We should have a better understanding as to whether small businesses will be protected and what specified value officials have in mind. They must have something in mind, otherwise they would not have used the phrase ''over a specified value'' in the explanatory notes. Will the Minister assure me that the reference will, in due course, protect small businesses, and if so, what size of small business?
As the departmental Minister, will he also assure us that he will do what he can to ensure that the regulations, which will bring into life site waste management plans, will not be another example of useless red tape and will be only as long as is absolutely necessary? They should not be so long as to incommode small business men and women who want nothing more than to run and expand their businesses in Britain and employ more people?
I assure the hon. Gentleman that the intention of the provisions is not to tangle up small projects in a great deal of red tape or bureaucracy. We will not expect people who are building extensions to their homes or garages to produce a site plan, because that would be excessive. He is right that we need to think about the arrangements to deal with the ''specified value'' to which reference was made. That requires consideration, which is why that is best done through regulations. Values of land will vary in different parts of the country, and the type of land will vary, for example contaminated land will require particular management plans. That variation can be covered by the powers in the Bill to set the arrangements for managing and disposing of waste created in the course of a project.

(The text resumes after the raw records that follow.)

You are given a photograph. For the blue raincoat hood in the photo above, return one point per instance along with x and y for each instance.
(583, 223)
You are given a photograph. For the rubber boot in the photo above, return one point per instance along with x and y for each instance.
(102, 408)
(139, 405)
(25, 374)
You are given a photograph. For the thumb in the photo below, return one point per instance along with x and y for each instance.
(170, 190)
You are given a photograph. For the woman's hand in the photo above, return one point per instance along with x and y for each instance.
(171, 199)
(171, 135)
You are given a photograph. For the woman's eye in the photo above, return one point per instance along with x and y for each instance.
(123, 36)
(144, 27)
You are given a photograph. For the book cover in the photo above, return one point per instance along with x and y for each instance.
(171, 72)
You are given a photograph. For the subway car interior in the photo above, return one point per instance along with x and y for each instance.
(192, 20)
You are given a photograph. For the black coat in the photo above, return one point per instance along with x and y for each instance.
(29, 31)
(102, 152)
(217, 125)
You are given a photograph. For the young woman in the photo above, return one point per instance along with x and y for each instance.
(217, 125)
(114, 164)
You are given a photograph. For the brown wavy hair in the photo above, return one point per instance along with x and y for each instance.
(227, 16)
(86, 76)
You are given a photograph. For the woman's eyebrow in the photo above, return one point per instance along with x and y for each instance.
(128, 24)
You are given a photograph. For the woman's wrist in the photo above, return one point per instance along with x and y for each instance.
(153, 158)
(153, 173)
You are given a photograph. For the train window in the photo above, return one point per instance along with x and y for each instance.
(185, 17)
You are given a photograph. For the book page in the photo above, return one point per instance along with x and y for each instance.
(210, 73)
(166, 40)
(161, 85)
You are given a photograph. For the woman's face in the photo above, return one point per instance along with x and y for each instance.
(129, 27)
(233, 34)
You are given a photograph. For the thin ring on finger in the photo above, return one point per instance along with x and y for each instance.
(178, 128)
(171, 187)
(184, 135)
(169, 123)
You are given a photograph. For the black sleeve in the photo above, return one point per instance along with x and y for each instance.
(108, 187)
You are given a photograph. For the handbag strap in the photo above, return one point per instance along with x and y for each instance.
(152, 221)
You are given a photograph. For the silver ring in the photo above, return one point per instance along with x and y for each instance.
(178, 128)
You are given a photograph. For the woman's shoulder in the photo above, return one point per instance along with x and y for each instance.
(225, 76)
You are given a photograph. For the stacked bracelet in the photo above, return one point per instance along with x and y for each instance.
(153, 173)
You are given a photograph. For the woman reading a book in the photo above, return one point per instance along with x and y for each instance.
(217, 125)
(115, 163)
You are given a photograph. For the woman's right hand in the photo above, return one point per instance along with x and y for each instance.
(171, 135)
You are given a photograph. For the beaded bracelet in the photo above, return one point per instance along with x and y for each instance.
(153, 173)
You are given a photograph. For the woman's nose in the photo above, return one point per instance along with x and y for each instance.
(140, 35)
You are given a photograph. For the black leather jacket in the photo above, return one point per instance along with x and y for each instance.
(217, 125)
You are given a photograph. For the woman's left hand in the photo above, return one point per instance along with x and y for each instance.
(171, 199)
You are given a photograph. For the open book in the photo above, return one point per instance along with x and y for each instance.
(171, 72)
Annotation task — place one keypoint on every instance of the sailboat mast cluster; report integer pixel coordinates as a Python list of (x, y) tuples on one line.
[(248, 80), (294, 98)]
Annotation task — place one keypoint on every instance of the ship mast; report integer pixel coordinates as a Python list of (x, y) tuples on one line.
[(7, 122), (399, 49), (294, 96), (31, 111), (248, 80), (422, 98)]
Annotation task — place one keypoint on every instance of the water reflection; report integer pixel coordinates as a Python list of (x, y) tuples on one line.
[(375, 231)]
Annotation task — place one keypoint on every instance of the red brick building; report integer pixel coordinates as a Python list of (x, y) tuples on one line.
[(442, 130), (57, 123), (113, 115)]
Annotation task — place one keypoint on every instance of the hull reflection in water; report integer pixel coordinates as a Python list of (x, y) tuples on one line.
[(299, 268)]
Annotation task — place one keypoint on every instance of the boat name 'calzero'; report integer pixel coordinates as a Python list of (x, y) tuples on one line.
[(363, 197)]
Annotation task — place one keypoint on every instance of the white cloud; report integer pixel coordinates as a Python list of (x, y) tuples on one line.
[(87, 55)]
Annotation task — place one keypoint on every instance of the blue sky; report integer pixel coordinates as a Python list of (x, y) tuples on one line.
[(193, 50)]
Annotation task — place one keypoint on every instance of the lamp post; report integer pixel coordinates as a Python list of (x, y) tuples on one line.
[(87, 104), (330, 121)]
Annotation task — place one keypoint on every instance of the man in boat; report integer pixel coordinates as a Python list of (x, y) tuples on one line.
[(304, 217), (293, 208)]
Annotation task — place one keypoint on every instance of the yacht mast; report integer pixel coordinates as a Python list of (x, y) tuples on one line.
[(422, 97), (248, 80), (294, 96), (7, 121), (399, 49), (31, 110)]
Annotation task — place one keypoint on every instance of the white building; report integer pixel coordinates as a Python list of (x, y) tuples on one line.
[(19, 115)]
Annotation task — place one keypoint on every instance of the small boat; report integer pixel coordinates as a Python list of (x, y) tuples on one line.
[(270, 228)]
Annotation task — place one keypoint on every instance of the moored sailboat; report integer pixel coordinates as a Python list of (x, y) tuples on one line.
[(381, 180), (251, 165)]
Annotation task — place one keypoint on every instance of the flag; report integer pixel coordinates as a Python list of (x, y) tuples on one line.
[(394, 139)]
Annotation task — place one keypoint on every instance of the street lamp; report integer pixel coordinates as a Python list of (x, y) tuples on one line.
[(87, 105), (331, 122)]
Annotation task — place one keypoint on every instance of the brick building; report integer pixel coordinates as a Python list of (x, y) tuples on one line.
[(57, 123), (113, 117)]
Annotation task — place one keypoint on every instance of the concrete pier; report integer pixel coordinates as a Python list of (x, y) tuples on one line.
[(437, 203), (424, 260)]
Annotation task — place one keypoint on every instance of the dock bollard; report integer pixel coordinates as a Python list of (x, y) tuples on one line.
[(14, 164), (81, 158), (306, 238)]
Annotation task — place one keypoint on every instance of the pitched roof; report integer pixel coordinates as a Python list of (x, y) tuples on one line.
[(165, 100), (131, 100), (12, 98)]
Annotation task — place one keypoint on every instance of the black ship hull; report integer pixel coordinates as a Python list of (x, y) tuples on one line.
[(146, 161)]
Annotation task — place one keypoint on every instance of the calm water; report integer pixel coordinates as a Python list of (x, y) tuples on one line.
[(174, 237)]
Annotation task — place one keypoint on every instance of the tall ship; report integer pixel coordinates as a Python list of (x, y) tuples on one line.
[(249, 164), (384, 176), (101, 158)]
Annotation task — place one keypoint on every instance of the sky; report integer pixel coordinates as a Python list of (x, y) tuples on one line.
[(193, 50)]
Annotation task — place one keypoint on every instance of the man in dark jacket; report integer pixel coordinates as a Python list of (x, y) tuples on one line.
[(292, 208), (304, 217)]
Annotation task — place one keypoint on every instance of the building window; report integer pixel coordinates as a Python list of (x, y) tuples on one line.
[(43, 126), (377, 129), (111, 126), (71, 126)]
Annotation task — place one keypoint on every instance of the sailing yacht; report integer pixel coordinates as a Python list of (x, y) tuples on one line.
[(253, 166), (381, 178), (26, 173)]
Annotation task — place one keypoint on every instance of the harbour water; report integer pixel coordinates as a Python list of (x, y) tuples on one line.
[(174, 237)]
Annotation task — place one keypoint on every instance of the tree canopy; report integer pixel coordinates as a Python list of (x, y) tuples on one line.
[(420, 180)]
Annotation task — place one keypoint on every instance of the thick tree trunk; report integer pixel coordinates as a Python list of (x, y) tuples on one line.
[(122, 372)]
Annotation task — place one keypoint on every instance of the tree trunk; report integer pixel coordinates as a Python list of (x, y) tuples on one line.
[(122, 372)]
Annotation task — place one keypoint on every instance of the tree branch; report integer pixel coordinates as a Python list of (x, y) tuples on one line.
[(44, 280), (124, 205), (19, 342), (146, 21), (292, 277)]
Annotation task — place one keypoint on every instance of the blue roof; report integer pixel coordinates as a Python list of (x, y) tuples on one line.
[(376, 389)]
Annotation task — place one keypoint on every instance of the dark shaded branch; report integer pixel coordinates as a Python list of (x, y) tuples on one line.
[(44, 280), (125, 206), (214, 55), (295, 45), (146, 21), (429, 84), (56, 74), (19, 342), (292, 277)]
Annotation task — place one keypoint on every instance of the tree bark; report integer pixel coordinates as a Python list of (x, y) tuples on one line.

It is true that there is an element of regulation, and no companies like regulation. However, companies often point out to me—they made a powerful case and I have a great deal of sympathy with it—that good companies take regulations seriously. There is a cost involved in applying standards, whether they be health and safety, environmental or these new standards. Other companies undercut good companies because they bend the rules, cut corners and do not apply standards. We should not tolerate that, because it is bad not only for environmental standards, but for fair competition.

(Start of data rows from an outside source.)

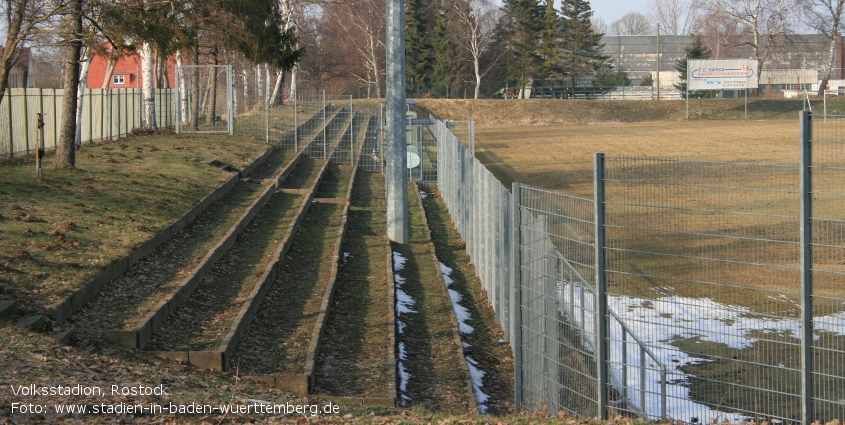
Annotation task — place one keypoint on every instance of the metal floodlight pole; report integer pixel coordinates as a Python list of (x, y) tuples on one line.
[(806, 189), (687, 87), (602, 347), (397, 193), (658, 62)]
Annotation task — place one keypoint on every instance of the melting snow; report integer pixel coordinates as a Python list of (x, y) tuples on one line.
[(461, 313), (463, 316), (477, 376), (398, 261), (659, 322)]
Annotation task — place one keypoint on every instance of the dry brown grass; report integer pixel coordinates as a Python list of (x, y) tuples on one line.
[(743, 269), (561, 156)]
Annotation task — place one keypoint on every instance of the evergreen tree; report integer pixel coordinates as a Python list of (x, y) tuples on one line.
[(582, 46), (451, 63), (697, 51), (549, 49), (524, 62), (417, 46)]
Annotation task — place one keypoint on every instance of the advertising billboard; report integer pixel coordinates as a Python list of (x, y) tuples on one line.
[(719, 74)]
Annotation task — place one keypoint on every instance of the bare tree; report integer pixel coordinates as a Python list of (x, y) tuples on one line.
[(600, 26), (362, 25), (632, 23), (478, 26), (765, 20), (24, 18), (720, 33), (65, 151), (825, 16), (675, 17)]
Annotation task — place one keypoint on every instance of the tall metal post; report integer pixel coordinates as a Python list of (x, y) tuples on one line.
[(396, 161), (658, 62), (806, 188), (230, 90), (516, 296), (602, 355)]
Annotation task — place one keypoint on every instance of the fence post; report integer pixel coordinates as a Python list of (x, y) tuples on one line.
[(25, 120), (601, 288), (806, 188), (8, 97), (516, 296)]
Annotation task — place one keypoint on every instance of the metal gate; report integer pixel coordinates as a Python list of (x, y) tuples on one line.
[(204, 99)]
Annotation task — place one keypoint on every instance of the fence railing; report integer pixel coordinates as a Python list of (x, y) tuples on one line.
[(689, 290), (106, 115)]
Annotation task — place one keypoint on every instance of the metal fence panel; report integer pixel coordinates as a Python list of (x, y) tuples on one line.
[(702, 266), (828, 268)]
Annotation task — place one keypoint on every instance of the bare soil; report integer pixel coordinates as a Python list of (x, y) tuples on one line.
[(353, 358)]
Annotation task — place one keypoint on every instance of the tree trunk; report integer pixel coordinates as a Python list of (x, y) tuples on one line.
[(10, 49), (259, 85), (147, 91), (109, 72), (195, 91), (274, 99), (477, 77), (183, 107), (65, 151), (294, 73), (80, 92), (247, 106), (212, 116)]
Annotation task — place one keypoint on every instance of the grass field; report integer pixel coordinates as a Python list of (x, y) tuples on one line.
[(696, 228)]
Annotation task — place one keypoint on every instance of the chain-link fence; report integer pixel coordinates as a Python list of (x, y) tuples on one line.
[(827, 170), (694, 291)]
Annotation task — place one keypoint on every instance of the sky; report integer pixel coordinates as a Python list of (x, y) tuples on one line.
[(612, 10)]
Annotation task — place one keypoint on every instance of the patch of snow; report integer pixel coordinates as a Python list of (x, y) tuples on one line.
[(403, 355), (398, 261), (659, 322), (404, 376), (447, 274), (403, 303), (461, 313), (477, 383)]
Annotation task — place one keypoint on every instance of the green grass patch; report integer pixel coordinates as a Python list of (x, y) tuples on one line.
[(59, 232), (203, 322), (495, 359), (278, 339)]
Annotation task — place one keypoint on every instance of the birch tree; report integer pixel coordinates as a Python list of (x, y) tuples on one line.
[(66, 149), (477, 27), (633, 23), (825, 16), (765, 20), (675, 17), (23, 18)]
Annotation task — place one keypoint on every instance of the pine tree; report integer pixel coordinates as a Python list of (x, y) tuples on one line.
[(549, 49), (524, 64), (697, 51), (582, 46), (417, 45), (451, 63)]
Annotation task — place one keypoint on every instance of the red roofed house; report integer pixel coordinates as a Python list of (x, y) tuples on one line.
[(127, 72)]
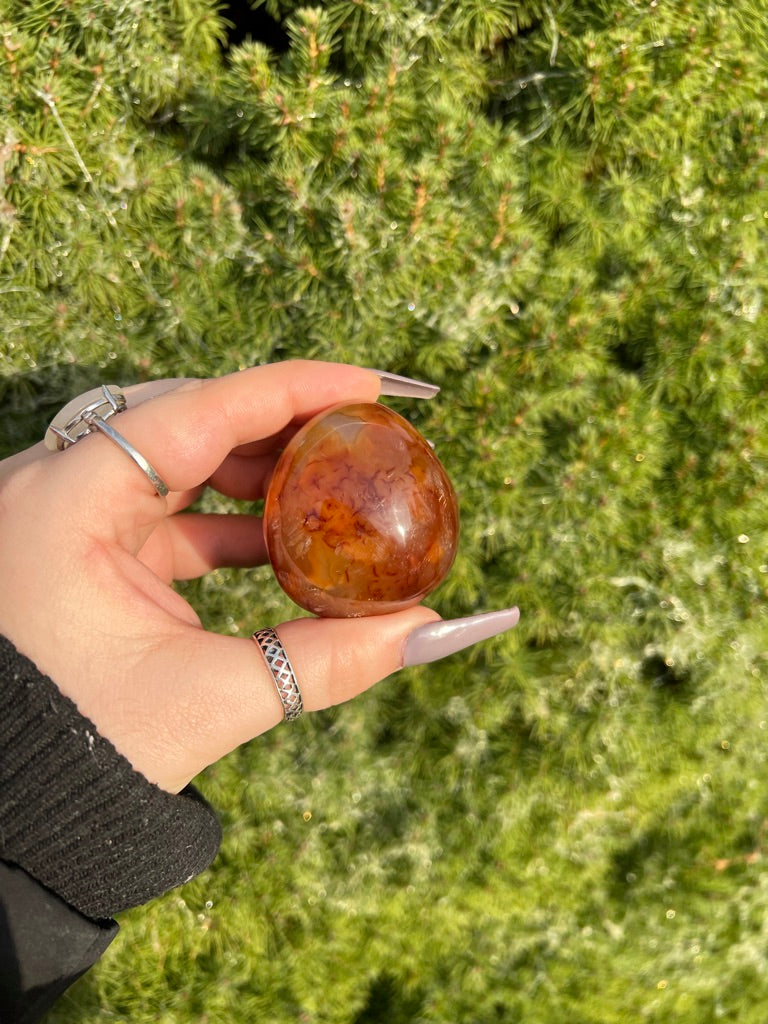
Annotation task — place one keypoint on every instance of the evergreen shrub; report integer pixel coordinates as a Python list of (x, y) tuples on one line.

We understand the perfectly reasonable points that the hon. Gentleman makes. That is why the regulations will follow and will be scrutinised. We will consult with those to whom the regulations are relevant. The regulations will also be subject to a regulatory impact assessment, so that people can see clearly who is involved, who they apply to and what the implications are. I do not disagree with the hon. Gentleman's points, but I assure him that they will be dealt with in the regulations that will follow.
Question put and agreed to.
Clause 54 ordered to stand part of the Bill.